MOLOCH
Thierry Jonquet est un auteur de romans policiers à suivre même s'il n'a plus écrit grand-chose depuis 2009, la date de son décès... mort beaucoup trop jeune.
Moloch, c'est un Dieu des Ammonites qui recevait en sacrifice le premier-né des couples.
Moloch, c'est aussi le roman polémique de Thierry Jonquet que l'on a accusé d'avoir rompu le secret de l'instruction d'une affaire non jugée (la principale suspecte s'étant suicidée) en ne changeant que les noms et en pointant un coupable.
Moloch, c'est aussi le roman qui me fit entrer dans le côté sombre de l'écrivain.
Thierry Jonquet ayant travaillé en hôpital et en gériatrie, il était coutumier du fait d'évoquer les pathologies de la vieillesse, la détresse d'une société et de ses citoyens.
Mais, dans mes lectures précédentes, si les thèmes étaient déjà présents, l'humour et la légèreté compensaient la dureté du sujet.
Dans Moloch, Thierry Jonquet se départit de sa légèreté et nous propose une première scène où l'horreur est omniprésente, sans pour autant user de détails scabreux. Mais Thierry Jonquet a l'intelligence et la subtilité de permettre à l'horreur de faire place à une horreur encore plus grande, sur un simple mot, une simple information.

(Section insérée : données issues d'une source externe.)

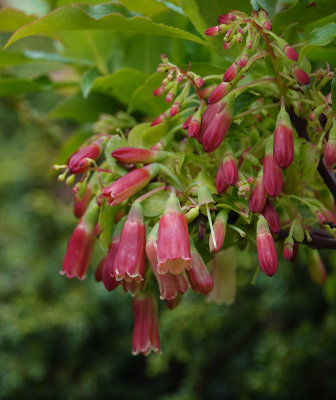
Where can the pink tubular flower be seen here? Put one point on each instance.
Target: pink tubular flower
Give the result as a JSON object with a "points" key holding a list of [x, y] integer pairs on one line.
{"points": [[199, 276], [169, 285], [290, 53], [272, 217], [301, 76], [219, 231], [272, 176], [80, 161], [215, 124], [82, 203], [221, 185], [258, 196], [80, 245], [129, 262], [230, 170], [267, 255], [214, 30], [137, 155], [219, 92], [146, 332], [128, 184], [173, 239], [231, 72]]}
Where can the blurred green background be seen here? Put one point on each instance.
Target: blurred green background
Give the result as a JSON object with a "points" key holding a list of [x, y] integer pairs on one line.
{"points": [[62, 339]]}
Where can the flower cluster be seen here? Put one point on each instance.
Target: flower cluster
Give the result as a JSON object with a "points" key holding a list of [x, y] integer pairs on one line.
{"points": [[172, 214]]}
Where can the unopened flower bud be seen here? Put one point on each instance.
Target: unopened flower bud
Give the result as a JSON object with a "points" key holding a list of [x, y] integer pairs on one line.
{"points": [[267, 255]]}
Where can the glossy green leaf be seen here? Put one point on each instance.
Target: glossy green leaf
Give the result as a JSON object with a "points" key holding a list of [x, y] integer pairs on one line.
{"points": [[88, 80], [121, 84], [11, 19], [333, 92], [319, 37], [100, 17]]}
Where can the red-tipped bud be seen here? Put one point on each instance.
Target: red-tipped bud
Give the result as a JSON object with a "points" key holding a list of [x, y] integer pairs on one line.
{"points": [[80, 161], [129, 184], [267, 255], [301, 76], [159, 91], [214, 30], [146, 331], [219, 92], [316, 267], [132, 155], [219, 228], [290, 52], [173, 239], [221, 185], [80, 245], [272, 217], [158, 120], [216, 121], [82, 203], [129, 263], [288, 248], [175, 108], [199, 276], [230, 170], [258, 196], [231, 72], [283, 147]]}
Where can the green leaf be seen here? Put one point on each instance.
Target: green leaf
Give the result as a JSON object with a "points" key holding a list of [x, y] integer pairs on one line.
{"points": [[319, 37], [88, 79], [204, 15], [99, 17], [11, 19], [333, 92], [78, 109], [121, 84], [14, 86], [155, 204]]}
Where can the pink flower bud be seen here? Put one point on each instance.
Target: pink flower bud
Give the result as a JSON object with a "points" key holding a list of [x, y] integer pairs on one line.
{"points": [[175, 108], [129, 184], [173, 239], [283, 148], [146, 332], [272, 176], [221, 185], [330, 152], [216, 121], [159, 91], [169, 285], [158, 120], [230, 170], [81, 204], [129, 263], [272, 217], [231, 72], [80, 245], [301, 76], [267, 255], [79, 161], [290, 53], [219, 228], [258, 196], [214, 30], [219, 92], [199, 276]]}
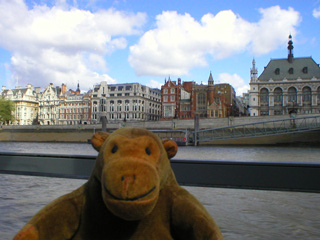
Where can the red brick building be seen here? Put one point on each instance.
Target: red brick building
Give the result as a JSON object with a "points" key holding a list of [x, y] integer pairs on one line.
{"points": [[187, 99]]}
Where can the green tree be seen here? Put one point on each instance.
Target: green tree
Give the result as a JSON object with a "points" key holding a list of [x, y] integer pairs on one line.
{"points": [[6, 109]]}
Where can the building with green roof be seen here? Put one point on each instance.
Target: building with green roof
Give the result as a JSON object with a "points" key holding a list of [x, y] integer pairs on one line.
{"points": [[286, 86]]}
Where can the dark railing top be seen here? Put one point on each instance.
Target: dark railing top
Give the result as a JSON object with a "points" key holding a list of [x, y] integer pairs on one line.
{"points": [[301, 177]]}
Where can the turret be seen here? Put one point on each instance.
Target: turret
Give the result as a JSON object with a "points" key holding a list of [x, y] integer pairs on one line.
{"points": [[290, 49], [210, 80]]}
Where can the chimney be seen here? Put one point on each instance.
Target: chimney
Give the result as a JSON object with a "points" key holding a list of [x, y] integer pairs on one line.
{"points": [[63, 88]]}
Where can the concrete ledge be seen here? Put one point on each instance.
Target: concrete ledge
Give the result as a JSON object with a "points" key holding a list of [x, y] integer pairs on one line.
{"points": [[300, 177]]}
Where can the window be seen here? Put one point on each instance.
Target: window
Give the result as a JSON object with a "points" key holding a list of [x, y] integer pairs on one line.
{"points": [[264, 97], [290, 71], [278, 96], [201, 101], [306, 96], [305, 70], [292, 94]]}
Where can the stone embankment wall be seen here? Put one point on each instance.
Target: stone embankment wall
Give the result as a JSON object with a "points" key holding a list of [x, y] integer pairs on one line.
{"points": [[81, 133]]}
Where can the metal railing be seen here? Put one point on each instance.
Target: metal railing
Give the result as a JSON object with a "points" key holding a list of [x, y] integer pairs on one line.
{"points": [[275, 127], [300, 177]]}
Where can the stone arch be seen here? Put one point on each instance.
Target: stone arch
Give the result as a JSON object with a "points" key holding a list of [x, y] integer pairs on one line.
{"points": [[292, 94], [306, 96], [278, 96], [264, 97]]}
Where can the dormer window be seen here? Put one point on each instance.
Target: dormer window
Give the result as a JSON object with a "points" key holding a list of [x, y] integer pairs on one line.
{"points": [[290, 71], [305, 70]]}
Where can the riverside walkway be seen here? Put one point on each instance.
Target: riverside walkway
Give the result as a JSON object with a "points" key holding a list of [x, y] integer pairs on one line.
{"points": [[260, 129]]}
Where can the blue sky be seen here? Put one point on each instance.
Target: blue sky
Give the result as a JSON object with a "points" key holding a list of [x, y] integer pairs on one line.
{"points": [[90, 41]]}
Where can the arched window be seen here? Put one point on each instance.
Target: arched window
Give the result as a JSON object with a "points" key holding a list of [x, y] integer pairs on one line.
{"points": [[290, 71], [305, 70], [278, 96], [306, 95], [201, 101], [264, 97], [292, 94]]}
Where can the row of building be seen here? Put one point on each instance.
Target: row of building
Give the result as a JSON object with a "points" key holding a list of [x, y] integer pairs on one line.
{"points": [[119, 102], [286, 86]]}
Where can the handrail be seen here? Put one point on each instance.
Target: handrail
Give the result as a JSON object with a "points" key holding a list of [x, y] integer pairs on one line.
{"points": [[268, 128], [300, 177]]}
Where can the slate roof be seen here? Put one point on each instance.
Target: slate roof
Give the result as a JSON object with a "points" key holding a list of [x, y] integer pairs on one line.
{"points": [[278, 69]]}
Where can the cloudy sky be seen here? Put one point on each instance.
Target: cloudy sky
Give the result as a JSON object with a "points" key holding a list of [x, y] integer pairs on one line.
{"points": [[124, 41]]}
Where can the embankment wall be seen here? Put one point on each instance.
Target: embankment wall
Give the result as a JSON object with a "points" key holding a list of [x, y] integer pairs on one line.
{"points": [[81, 133]]}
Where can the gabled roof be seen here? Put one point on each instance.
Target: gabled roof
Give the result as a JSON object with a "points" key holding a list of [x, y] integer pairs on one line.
{"points": [[279, 69]]}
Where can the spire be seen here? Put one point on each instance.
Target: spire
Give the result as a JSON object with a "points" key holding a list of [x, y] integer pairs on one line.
{"points": [[290, 49], [78, 89], [253, 71], [210, 80]]}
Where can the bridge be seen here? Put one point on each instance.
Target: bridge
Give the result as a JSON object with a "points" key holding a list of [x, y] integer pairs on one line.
{"points": [[260, 129]]}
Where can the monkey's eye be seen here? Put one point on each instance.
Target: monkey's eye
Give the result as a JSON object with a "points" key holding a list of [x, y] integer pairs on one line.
{"points": [[114, 149], [148, 151]]}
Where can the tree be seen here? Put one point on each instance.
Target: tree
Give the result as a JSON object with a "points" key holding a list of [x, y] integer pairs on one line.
{"points": [[6, 109]]}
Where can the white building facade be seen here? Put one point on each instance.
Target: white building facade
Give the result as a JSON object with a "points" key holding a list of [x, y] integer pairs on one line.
{"points": [[286, 86], [25, 103], [125, 102]]}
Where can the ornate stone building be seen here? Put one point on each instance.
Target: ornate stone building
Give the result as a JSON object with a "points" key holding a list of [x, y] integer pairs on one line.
{"points": [[125, 102], [286, 86], [187, 99], [74, 108], [49, 105]]}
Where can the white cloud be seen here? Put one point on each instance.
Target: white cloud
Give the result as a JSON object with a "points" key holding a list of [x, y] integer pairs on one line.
{"points": [[316, 12], [180, 43], [154, 84], [63, 44], [235, 81]]}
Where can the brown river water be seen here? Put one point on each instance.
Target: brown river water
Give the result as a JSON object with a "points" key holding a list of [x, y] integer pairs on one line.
{"points": [[241, 214]]}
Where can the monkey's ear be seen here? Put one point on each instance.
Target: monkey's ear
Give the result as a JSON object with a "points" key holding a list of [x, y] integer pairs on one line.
{"points": [[171, 147], [98, 139]]}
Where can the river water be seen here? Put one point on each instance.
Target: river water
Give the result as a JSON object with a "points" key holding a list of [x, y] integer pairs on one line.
{"points": [[241, 214]]}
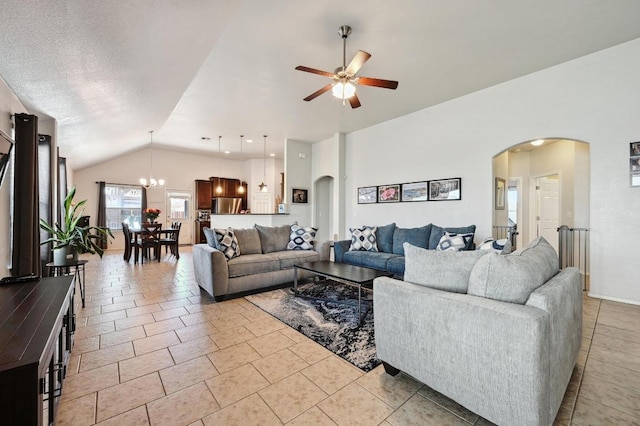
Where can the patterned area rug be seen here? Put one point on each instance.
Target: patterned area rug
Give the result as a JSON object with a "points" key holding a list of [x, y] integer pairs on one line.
{"points": [[327, 313]]}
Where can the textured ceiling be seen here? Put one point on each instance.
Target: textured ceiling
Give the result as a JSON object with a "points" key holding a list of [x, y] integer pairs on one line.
{"points": [[109, 71]]}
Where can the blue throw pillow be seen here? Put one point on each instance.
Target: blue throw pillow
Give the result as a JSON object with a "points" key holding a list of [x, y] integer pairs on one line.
{"points": [[384, 238], [437, 233], [418, 237]]}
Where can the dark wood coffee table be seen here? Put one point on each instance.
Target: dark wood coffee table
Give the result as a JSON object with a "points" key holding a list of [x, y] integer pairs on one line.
{"points": [[356, 276]]}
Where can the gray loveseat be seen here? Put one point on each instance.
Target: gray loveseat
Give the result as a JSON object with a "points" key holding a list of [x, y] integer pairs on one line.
{"points": [[499, 334], [264, 261], [389, 252]]}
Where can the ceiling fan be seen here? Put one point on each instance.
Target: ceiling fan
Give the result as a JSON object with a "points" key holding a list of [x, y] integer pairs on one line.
{"points": [[345, 78]]}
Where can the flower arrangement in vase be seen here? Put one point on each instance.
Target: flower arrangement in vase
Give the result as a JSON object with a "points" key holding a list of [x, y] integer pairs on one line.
{"points": [[151, 214]]}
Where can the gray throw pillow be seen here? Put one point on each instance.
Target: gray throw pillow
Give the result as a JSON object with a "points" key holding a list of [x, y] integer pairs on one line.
{"points": [[442, 270], [274, 238], [210, 236], [248, 240], [512, 277]]}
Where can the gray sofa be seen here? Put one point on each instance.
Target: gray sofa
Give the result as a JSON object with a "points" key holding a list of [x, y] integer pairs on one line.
{"points": [[389, 239], [264, 261], [499, 334]]}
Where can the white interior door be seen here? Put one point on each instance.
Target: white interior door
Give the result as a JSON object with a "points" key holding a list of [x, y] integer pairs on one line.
{"points": [[549, 209], [179, 210]]}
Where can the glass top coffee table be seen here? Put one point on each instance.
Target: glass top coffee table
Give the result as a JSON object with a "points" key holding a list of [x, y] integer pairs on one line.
{"points": [[356, 276]]}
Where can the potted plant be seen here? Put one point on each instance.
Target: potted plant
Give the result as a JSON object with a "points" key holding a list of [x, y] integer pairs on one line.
{"points": [[71, 238]]}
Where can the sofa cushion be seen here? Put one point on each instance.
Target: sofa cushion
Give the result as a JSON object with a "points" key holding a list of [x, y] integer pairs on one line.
{"points": [[442, 270], [288, 258], [395, 265], [437, 232], [227, 242], [454, 242], [273, 238], [502, 246], [384, 237], [248, 241], [419, 237], [252, 264], [512, 278], [363, 239], [369, 259], [302, 238], [210, 236]]}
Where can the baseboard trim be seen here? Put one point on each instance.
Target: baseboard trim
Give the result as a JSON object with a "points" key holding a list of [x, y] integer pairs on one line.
{"points": [[615, 299]]}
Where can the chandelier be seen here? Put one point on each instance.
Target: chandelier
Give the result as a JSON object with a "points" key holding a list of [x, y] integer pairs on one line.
{"points": [[263, 186], [151, 182]]}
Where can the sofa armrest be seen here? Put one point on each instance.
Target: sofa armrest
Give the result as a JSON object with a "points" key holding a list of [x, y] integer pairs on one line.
{"points": [[339, 248], [324, 248], [484, 354], [211, 270], [561, 297]]}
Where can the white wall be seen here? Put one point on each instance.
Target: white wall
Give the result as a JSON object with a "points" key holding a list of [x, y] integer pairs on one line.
{"points": [[9, 105], [592, 99], [329, 161]]}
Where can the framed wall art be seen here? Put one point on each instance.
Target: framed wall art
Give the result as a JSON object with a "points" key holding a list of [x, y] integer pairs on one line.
{"points": [[415, 191], [299, 196], [368, 195], [634, 163], [500, 194], [445, 189], [389, 193]]}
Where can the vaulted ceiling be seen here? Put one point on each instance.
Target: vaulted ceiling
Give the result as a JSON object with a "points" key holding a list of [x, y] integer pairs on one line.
{"points": [[109, 71]]}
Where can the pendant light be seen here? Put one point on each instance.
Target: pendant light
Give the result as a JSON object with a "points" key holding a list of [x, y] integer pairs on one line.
{"points": [[241, 188], [219, 187], [151, 182], [263, 186]]}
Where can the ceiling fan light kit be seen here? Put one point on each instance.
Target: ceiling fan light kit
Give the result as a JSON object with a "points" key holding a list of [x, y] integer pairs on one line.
{"points": [[345, 78]]}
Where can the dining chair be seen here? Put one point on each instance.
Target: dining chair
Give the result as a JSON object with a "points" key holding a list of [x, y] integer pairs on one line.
{"points": [[128, 241], [170, 241], [148, 238]]}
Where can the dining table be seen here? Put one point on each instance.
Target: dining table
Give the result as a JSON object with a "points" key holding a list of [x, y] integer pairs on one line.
{"points": [[164, 232]]}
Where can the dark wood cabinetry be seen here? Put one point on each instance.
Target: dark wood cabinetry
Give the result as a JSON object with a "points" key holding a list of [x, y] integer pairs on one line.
{"points": [[37, 324], [200, 224], [206, 190]]}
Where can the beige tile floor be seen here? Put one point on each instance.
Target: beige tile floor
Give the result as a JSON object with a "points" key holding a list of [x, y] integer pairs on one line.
{"points": [[150, 349]]}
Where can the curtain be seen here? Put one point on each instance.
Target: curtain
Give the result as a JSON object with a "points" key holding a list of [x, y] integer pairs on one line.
{"points": [[102, 211], [26, 229]]}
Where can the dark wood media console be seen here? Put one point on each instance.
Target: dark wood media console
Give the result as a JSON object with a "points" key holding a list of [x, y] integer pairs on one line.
{"points": [[37, 323]]}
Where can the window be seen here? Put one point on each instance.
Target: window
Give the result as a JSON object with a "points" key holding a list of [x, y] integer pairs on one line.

Moloch : Quand la juge d'instruction Nadia Lintz arrive sur les lieux du crime, elle s'attend à trouver une scène d'horreur, mais pas à ça : des cadavres d'enfants carbonisés, figés dans une dernière tentative désespérée d'échapper à la mort. Que faisaient-ils, enfermés dans ce pavillon délabré ? Qui les y avait amenés ? Qui y a mis le feu ? Ce qui ressemble à première vue à un règlement de compte entre trafiquants d'enfants se révèle n'être qu'un maillon d'une affaire bien plus horrible. Pour faire triompher la justice, Nadia devra plonger dans l'obscurité de l'âme humaine et contempler la face de Moloch.Reprenant des personnages présents dans les Orpailleurs, Jonquet traite dans ce roman de l'un de ses thèmes favoris : la place réservée aux enfants dans notre société dite évoluée. Grâce à une construction particulièrement resserrée, il passe de situation en situation, de personnage en personnage, pour révéler au fil des pages l'étendue des dégâts. Un roman qui fait froid dans le dos.
Thierry Jonquet nous livre là une histoire, deux histoires, trois histoires d'horreur autour des enfants.
Si la première scène délivre un effroi rarement atteint par un auteur, surtout sans user d'artifices scabreux, de détails sordides, il parvient surtout à rebondir et à faire progresser encore le niveau de malaise en spécifiant, après coup, que les victimes sont des enfants.
En parallèle, on suit la vie d'une fillette hospitalisée, opérée d'urgence, car sa glycémie atteint des pics très élevés sans raison médicalement démontrée. L'infirmière principale n'ose croire à son hypothèse, à sa crainte, à sa conclusion : la mère empoisonne son enfant et est victime du syndrome de Münchausen par procuration.
La troisième histoire qui découle de la première est la quête de vengeance d'un jeune SDF qui a sauvé et recueillit une fillette qui s'est échappée du massacre et qui est morte par sa faute, parce qu'il refusait de tuer ceux qui étaient responsables de la mort des gamins et qui participent à un réseau de trafic pédophile.
Thierry Jonquet décrit l'horreur avec subtilité, en quelques mots, quelques gestes et place ses personnages chargés de défendre les gens dans des positions difficiles.
Les policiers sont lancés à la poursuite du SDF, un juste qui cherche à détruire une organisation pédophile. Le responsable de l'hôpital a fait opérer, à tort, la fillette dont il avait la charge et doit prouver la culpabilité de la mère de celle-ci.
Voilà un roman rondement mené, avec tact et subtilité, noirceur et profondeur, le tout d'une plume alerte et plaisante.
Au final, même si ce roman de Jonquet tranche un peu avec les quelques autres que j'avais jusque-là lus de l'auteur, ce fut un réel plaisir de lecture, un très bon roman policier « noir » avec des personnages nombreux, mais intéressants.
Il est à noter qu'il est tout de même préférable de lire, en premier, « Les Orpailleurs » du même auteur, un roman qui présente les personnages que l'on retrouve dans « Moloch ».